Smile When You Call Me A Hillbilly: Country Music’s Struggle For Respectability, 1939-1954
On the one hand, Jeffrey Lange, a history professor at the University of St. Francis in Joliet, Illinois, has written “a very good summation of country music’s history during the crucial years from 1939 to 1954” (as scholar Bill C. Malone phrases it in his jacket blurb).
The book elucidates well the ways in which country music, and the country music business, evolved during this period. The influence of the big radio barndance shows (and how they differed one from another); the effects wrought by the introduction of the jukebox and by the different musical styles that traveling southern soldiers encountered during World War II; the rise of country subgenres such as honky-tonk, western swing, and bluegrass — Lange rigorously documents all of these developments, and many more, in prose that is, if a bit dry, always reader-friendly. This is a book that any student of country history will want to spend some time with.
On the other hand, it doesn’t deliver on the discussion promised by its provocative title. Smile is a book about the struggle for respectability by a form of music created by the white southern working-class — yet it’s also a book that has very little to say about class at all, and exhibits no real class consciousness.
For instance, Lange reminds readers that southerners, on the hunt for better jobs and better lives, migrated in great numbers from farms to cities all across the nation during the decades surrounding WWII. But he has next to nothing to say about the economic and technological developments that made these moves necessary — nothing to say, to cite just one example, about the forces behind the in-many-ways planned demise of the sharecropping system.
Similarly missing is a discussion of the way Jim Crow laws and customs were employed to reinforce the “proper” place of not only black southerners but of poor white ones, too — that is, of the very fan base that rendered country music so disreputable in the first place.

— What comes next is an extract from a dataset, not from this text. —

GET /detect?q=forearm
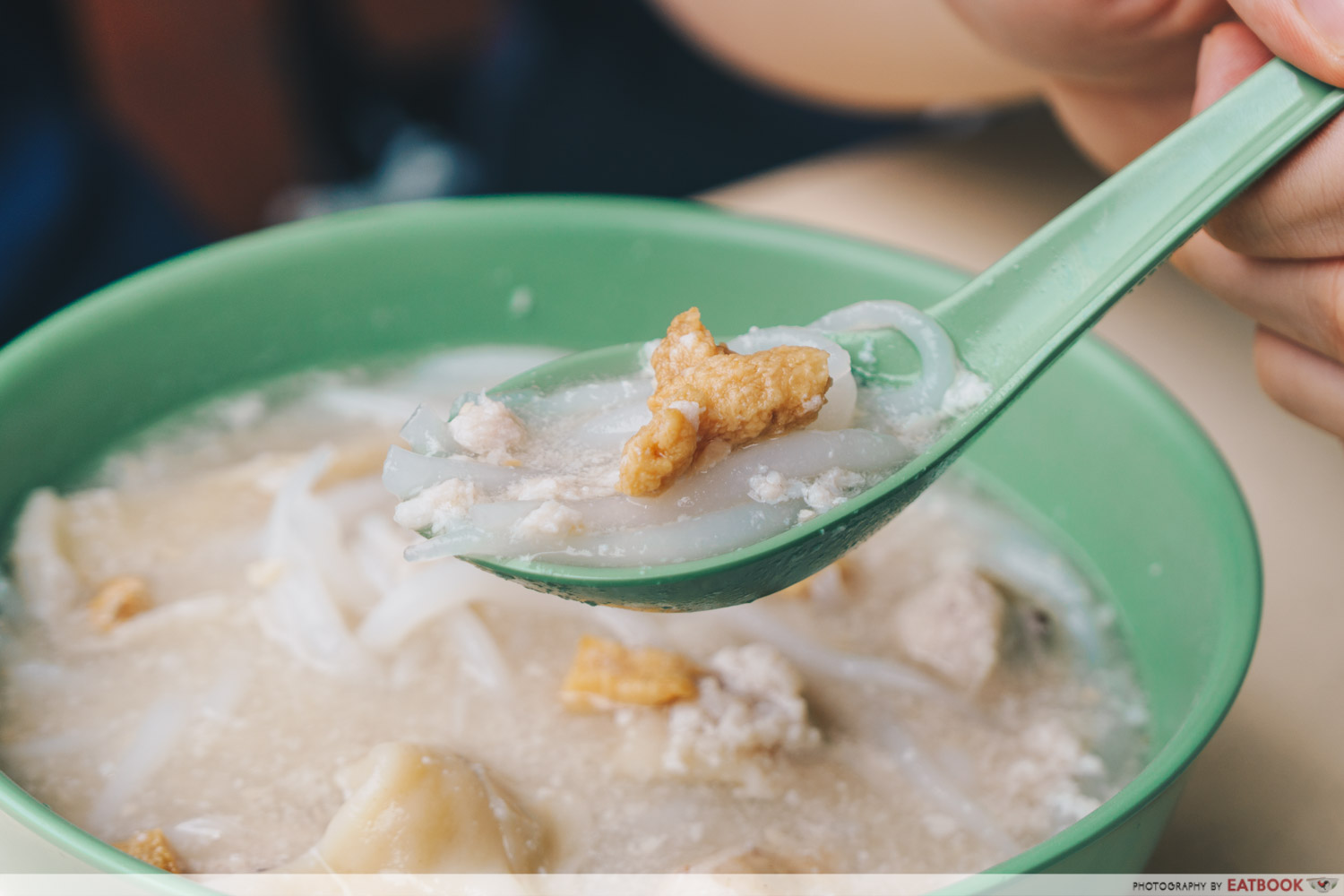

After all, one reason Ernest Tubb warned folks to “smile when you call me a hillbilly” was because he knew the term often revealed disrespect on the part of middle-class city folks toward the working-class and poor white southerners who had migrated into their midst.
Smile also fails to establish to what extent a desire for “respectability” was a motivating factor for country music at all. And, for that matter, “respectability” on whose terms? The music and musicians? The fans? The listeners who sneered when they called someone a “hillbilly”? Did respectability mean the same thing for all of these groups, and what price did anyone pay for achieving it?
Addressing such questions head on might have transformed Lange’s welcome and revealing book into one that was downright revelatory.